AI features contained in the database
seekdb consists of in-built AI operate expressions that allow you to name fashions straight from SQL, and not using a separate utility service mediating each name. The primary features are:
- AI_EMBED to transform textual content into embeddings
- AI_COMPLETE for textual content technology utilizing a chat or completion mannequin
- AI_RERANK to rerank an inventory of candidates
AI_PROMPT to assemble immediate templates and dynamic values right into a JSON object for AI_COMPLETE
Mannequin metadata and endpoints are managed by the DBMS_AI_SERVICE package deal, which helps you to register exterior suppliers, set URLs, and configure keys, all on the database aspect.Â
Multimodal information and workloads
seekdb is constructed to deal with a number of information modalities in a single node. it has a multimodal information and indexing layer that covers vectors, textual content, JSON, and GIS, and a multi-model compute layer for hybrid workloads throughout vector, full textual content, and scalar situations.
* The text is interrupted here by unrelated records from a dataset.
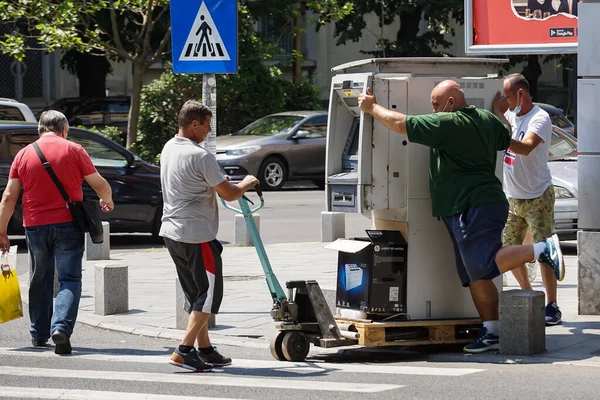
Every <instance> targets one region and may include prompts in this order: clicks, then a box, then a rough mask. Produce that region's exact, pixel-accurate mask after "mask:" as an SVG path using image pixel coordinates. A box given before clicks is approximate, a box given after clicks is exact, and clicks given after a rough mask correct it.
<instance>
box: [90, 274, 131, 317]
mask: <svg viewBox="0 0 600 400" xmlns="http://www.w3.org/2000/svg"><path fill="white" fill-rule="evenodd" d="M94 292H95V301H96V307H95V311H94V312H95V313H96V314H98V315H111V314H119V313H125V312H127V311H129V273H128V270H127V265H124V264H96V267H95V286H94Z"/></svg>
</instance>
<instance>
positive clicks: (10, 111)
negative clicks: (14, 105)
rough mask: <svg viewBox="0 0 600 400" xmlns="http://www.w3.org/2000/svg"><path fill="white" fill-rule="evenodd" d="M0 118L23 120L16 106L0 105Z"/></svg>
mask: <svg viewBox="0 0 600 400" xmlns="http://www.w3.org/2000/svg"><path fill="white" fill-rule="evenodd" d="M0 120H2V121H25V116H24V115H23V113H22V112H21V110H19V109H18V108H17V107H11V106H5V105H0Z"/></svg>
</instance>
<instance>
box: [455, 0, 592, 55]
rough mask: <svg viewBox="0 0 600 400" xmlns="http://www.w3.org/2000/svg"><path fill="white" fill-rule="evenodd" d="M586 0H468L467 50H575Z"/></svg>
mask: <svg viewBox="0 0 600 400" xmlns="http://www.w3.org/2000/svg"><path fill="white" fill-rule="evenodd" d="M583 1H584V0H465V45H466V48H465V51H466V53H467V54H481V55H493V54H548V53H576V52H577V36H578V19H577V12H578V8H579V7H578V6H579V3H581V2H583Z"/></svg>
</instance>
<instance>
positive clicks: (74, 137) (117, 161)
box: [68, 135, 129, 168]
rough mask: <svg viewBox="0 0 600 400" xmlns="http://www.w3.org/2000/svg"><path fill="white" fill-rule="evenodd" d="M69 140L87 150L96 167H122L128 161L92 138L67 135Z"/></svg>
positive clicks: (121, 154) (118, 167)
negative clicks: (70, 140)
mask: <svg viewBox="0 0 600 400" xmlns="http://www.w3.org/2000/svg"><path fill="white" fill-rule="evenodd" d="M68 138H69V140H72V141H73V142H75V143H77V144H80V145H81V146H82V147H83V148H84V149H85V151H87V152H88V154H89V155H90V158H91V159H92V162H93V163H94V165H95V166H96V167H118V168H122V167H125V166H127V164H128V163H129V162H128V161H127V158H126V157H125V156H124V155H123V154H121V153H119V152H118V151H116V150H114V149H113V148H111V147H109V146H107V145H105V144H104V143H100V142H98V141H96V140H94V139H90V138H82V137H77V136H71V135H69V136H68Z"/></svg>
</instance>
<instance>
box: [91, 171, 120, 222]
mask: <svg viewBox="0 0 600 400" xmlns="http://www.w3.org/2000/svg"><path fill="white" fill-rule="evenodd" d="M83 179H85V181H86V182H87V183H88V184H89V185H90V186H91V187H92V189H94V191H95V192H96V194H97V195H98V197H99V198H100V207H101V208H102V211H104V212H109V211H111V210H112V209H113V208H115V204H114V203H113V200H112V189H111V188H110V185H109V184H108V182H107V181H106V179H104V178H103V177H102V175H100V174H99V173H97V172H94V173H93V174H91V175H87V176H84V177H83Z"/></svg>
It additionally gives JSON indexes for metadata queries and GIS indexes for spatial situations. This permits queries like:
- discover semantically related paperwork
- filter by JSON metadata like tenant, area, or class
- constrain by spatial vary or polygon
with out leaving the identical engine.
As a result of seekdb is derived from the OceanBase engine, it inherits ACID transactions, row and column hybrid storage, and vectorized execution, though excessive scale distributed deployments stay a job for the total OceanBase database.
Comparability Desk


Key Takeaways
- AI native hybrid search: seekdb unifies vector search, full textual content search and relational filtering in a single SQL and DBMS_HYBRID_SEARCH interface, so RAG and agent workloads can run multi sign retrieval in a single question as an alternative of sewing collectively a number of engines.
- Multimodal information in a single engine: seekdb shops and indexes relational information, vectors, textual content, JSON and GIS in the identical engine, which lets AI functions maintain paperwork, embeddings and metadata constant with out sustaining separate databases.
- In database AI features for RAG: With AI_EMBED, AI_COMPLETE, AI_RERANK and AI_PROMPT, seekdb can name embedding fashions, LLMs and rerankers straight from SQL, which simplifies RAG pipelines and strikes extra orchestration logic into the database layer.
- Single node, embedded pleasant design: seekdb is a single node, MySQL suitable engine that helps embedded and standalone modes, whereas distributed, giant scale deployments stay the position of full OceanBase, which makes seekdb appropriate for native, edge and repair embedded AI workloads.
- Open supply and power ecosystem: seekdb is open sourced beneath Apache 2.0 and integrates with a rising ecosystem of AI instruments and frameworks, with Python assist by way of pyseekdb and MCP primarily based integration for code assistants and brokers, so it will possibly act as a unified information aircraft for AI functions.
Try the Repo and Venture. Be happy to take a look at our GitHub Web page for Tutorials, Codes and Notebooks. Additionally, be at liberty to comply with us on Twitter and don’t neglect to hitch our 100k+ ML SubReddit and Subscribe to our Publication. Wait! are you on telegram? now you possibly can be a part of us on telegram as properly.
Asif Razzaq is the CEO of Marktechpost Media Inc.. As a visionary entrepreneur and engineer, Asif is dedicated to harnessing the potential of Synthetic Intelligence for social good. His most up-to-date endeavor is the launch of an Synthetic Intelligence Media Platform, Marktechpost, which stands out for its in-depth protection of machine studying and deep studying information that’s each technically sound and simply comprehensible by a large viewers. The platform boasts of over 2 million month-to-month views, illustrating its recognition amongst audiences.